I have to pay for my RCI membership because my ownership predates the 2008 change (or whenever it was).   I know that sometimes there are codes or promotions where you pay for X years and you get Y years of ownership.

Does anyone know if there is such a promotion now?  Do TUGgers think that RCI is "worth it"?    I used to use for bulk banks but I don't really do that anymore.   I can see doing TradeWinds exchanges, which is probably the only reason to renew at this point, but even that is a justification.

Please advise and thank you!


----------



## klpca (Jul 13, 2022)

GregT said:


> Good morning All,
> 
> I have to pay for my RCI membership because my ownership predates the 2008 change (or whenever it was).   I know that sometimes there are codes or promotions where you pay for X years and you get Y years of ownership.
> 
> ...


RCI is ok but II is better imo. Regarding Tradewinds, you can access those weeks via the HGVC portal. I usually see a lot of weeks using points, but I see a few weeks available for rental ~ $300-$400 per week. I dropped my RCI membership and just use the HGVC portal to see inventory.


----------



## TheHappyWanderer (Jul 13, 2022)

Are there any deals/discounts/codes for Worldmark owners who want to sign up for RCI?


----------



## silentg (Jul 13, 2022)

I’m contemplating my RCI membership it’s expiring in January 2023. I might just use my weeks, as I like where they are and enjoy going.


----------



## tony_i (Jul 16, 2022)

Last year worldmark was offering 2 years for the price of 1 under the old website. Not sure on the new one, but might be worth a call and ask RCI if it is still available.  Could have been code: WMRCIOFFER.   I got the offer, and I usually pull less inventory than my non WM RCI accounts. I find it good for the very expensive studios and hotel units, like in NYC, but again, does not pull all the available inventory.


----------



## rickandcindy23 (Jul 16, 2022)

I just joined II with my WorldMark account.  I am hoping for some good exchanges.


----------



## TheHappyWanderer (Jul 19, 2022)

tony_i said:


> Last year worldmark was offering 2 years for the price of 1 under the old website. Not sure on the new one, but might be worth a call and ask RCI if it is still available.  Could have been code: WMRCIOFFER.   I got the offer, and I usually pull less inventory than my non WM RCI accounts. I find it good for the very expensive studios and hotel units, like in NYC, but again, does not pull all the available inventory.


Thanks.

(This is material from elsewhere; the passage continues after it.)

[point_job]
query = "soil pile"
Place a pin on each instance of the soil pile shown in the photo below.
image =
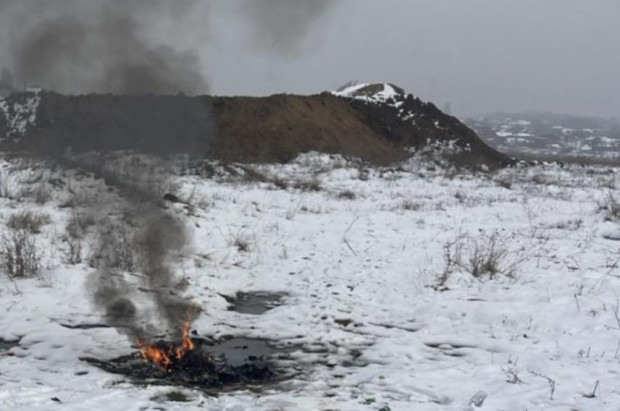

The offer on the new WM website with that discount code is $99 for one year/$179 for two years. Is that really a discount?  That seems to be the going rate on RCI.com from what I can tell.


----------



## tony_i (Jul 19, 2022)

TheHappyWanderer said:


> Thanks. The offer on the new WM website with that discount code is $99 for one year/$179 for two years. Is that really a discount? That seems to be the going rate on RCI.com from what I can tell.



No, that is not the discount. it was 2 years for $99. That is why I suggested you call RCI and see if they can give you that offers. 


Sent from my iPhone using Tapatalk


----------



## TheHappyWanderer (Jul 19, 2022)

tony_i said:


> No, that is not the discount. it was 2 years for $99. That is why I suggested you call RCI and see if they can give you that offers.
> 
> 
> Sent from my iPhone using Tapatalk


Can you call RCI and let me know?


----------